Tagebuch KW 28 – Im Norden
Am Sonntagvormittag saß ich mal wieder in einem ICE, dieses Mal kam ich ohne Umsteigen nach Hannover, wo ich sonst derzeit wegen Bauarbeiten oder irgendwas anderem in Nürnberg oder Kassel Koffer wuchten muss. Wir gondelten über Augsburg, was auch mal wieder schön war. Der Besitzer „meiner“ Dauerkarte beim FCA fragte letzte Woche, ob ich diese wieder übernehmen möchte, wobei mir auffiel, dass Fußball zurzeit sehr weit von mir weg ist. Ich kann es mir gerade nicht vorstellen, mit tausenden von Leuten im Stadion zu sitzen und noch weniger, eng gedrängt mit ihnen in der Tram zur Arena zu stehen.
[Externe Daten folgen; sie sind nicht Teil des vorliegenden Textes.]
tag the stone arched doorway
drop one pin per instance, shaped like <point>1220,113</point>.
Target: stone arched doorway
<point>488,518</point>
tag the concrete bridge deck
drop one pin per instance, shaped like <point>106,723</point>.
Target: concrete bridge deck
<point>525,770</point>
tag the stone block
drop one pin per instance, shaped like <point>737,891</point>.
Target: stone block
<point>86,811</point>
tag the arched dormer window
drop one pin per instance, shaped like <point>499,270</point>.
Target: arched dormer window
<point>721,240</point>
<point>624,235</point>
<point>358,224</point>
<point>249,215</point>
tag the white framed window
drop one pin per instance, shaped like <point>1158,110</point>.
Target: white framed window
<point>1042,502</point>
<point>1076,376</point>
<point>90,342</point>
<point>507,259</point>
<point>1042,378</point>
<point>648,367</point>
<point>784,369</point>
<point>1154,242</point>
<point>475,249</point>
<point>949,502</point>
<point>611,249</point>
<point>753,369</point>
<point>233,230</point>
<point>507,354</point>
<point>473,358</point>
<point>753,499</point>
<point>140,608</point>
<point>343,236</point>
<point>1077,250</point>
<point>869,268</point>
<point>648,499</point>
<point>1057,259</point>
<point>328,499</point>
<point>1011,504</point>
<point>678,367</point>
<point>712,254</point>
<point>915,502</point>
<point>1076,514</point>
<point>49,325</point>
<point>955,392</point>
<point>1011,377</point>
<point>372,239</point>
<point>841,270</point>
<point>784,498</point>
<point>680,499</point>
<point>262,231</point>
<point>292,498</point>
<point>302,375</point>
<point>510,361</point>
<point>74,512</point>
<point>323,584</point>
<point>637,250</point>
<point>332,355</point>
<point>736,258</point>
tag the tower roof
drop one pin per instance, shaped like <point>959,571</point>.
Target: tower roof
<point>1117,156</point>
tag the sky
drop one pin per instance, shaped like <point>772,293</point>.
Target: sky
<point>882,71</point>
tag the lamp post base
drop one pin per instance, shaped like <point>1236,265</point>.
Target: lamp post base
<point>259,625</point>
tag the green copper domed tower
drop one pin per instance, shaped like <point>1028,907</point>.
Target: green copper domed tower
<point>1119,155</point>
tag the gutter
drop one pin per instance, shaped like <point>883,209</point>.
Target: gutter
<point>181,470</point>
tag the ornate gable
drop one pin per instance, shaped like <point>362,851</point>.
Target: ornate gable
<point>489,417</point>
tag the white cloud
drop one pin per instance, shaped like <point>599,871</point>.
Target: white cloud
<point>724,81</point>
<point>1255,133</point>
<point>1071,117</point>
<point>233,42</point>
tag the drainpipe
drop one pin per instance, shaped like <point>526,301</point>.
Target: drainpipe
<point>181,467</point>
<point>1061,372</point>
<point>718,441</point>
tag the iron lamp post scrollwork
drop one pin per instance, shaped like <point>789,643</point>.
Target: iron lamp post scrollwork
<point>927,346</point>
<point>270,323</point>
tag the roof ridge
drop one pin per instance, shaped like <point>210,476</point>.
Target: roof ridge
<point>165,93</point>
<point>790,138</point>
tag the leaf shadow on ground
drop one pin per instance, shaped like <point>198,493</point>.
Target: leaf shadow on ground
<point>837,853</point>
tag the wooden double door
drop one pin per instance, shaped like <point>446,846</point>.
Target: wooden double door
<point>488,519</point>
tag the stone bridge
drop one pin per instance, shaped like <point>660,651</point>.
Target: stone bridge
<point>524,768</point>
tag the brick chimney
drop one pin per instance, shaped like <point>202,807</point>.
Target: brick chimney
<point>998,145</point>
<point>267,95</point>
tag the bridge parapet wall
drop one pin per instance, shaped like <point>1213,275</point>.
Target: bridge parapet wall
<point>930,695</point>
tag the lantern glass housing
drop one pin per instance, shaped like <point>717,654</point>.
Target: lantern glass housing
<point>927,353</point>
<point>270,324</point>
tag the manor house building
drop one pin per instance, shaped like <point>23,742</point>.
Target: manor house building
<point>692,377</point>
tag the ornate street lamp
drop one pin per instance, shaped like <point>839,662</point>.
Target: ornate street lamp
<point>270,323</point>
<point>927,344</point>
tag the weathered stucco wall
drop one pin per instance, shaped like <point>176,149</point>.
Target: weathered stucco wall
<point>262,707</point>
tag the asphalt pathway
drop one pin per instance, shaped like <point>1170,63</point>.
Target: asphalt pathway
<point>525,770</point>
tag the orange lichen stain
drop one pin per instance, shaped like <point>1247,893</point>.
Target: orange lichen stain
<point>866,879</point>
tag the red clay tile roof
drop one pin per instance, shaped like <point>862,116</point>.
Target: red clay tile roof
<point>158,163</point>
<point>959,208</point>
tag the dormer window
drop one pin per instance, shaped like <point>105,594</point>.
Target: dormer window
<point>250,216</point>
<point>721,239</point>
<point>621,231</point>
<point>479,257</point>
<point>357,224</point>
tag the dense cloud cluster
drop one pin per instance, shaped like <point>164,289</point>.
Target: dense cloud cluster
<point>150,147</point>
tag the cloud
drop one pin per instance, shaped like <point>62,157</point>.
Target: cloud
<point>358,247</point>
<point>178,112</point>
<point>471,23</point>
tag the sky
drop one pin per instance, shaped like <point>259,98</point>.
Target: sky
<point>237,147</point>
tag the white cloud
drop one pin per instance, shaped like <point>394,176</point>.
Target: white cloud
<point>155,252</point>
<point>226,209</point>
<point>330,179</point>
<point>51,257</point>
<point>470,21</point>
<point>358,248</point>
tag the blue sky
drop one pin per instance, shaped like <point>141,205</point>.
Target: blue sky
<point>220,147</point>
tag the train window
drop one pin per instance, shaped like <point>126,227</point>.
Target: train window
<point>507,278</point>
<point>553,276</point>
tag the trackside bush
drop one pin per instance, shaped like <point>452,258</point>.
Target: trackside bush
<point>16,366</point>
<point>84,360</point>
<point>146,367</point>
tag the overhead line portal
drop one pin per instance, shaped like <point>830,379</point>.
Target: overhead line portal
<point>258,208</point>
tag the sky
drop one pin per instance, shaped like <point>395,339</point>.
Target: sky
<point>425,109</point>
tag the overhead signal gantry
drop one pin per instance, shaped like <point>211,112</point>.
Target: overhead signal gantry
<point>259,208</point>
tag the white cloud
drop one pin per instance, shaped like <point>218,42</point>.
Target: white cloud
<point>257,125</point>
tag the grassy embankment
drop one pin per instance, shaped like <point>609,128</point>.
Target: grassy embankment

Es ist auch noch überhaupt nicht klar, wieviele Zuschauer:innen demnächst überhaupt ins Stadion dürfen, es gab noch keine Mail vom Verein dazu. Daher ahne ich, dass ich auch in dieser Saison eher Fernsehzuschauerin sein werde.
Ab Augsburg überlegte ich nebenbei, was ich abends im Norden wohl essen würde. Mein Schwager und meine Schwester hatten die letzte Woche plus zwei Tage übernommen, ab Sonntagabend war Papa dann wieder meine Aufgabe. Die beiden kochen gerne, daher hoffte ich auf andere Vorräte als die, die mein Mütterchen sonst vorhält. Gleichzeitig dachte ich über das italienische Restaurant am Ort nach, von dem man sich eine Pizza holen könnte, aber vielleicht ist der Laden ja geschlossen wegen des Finales? Gibt es überhaupt einen Bringdienst am Ort? Ich hatte es mir in der Woche in München sehr gut gehen lassen und trauerte meiner kleinen Asiaecke schon im Zug hinterher. Netterweise kam in Würzburg eine WhatsApp vom Schwesterchen: „Wir grillen übrigens heute.“ Aufatmen und Vorfreude meinerseits.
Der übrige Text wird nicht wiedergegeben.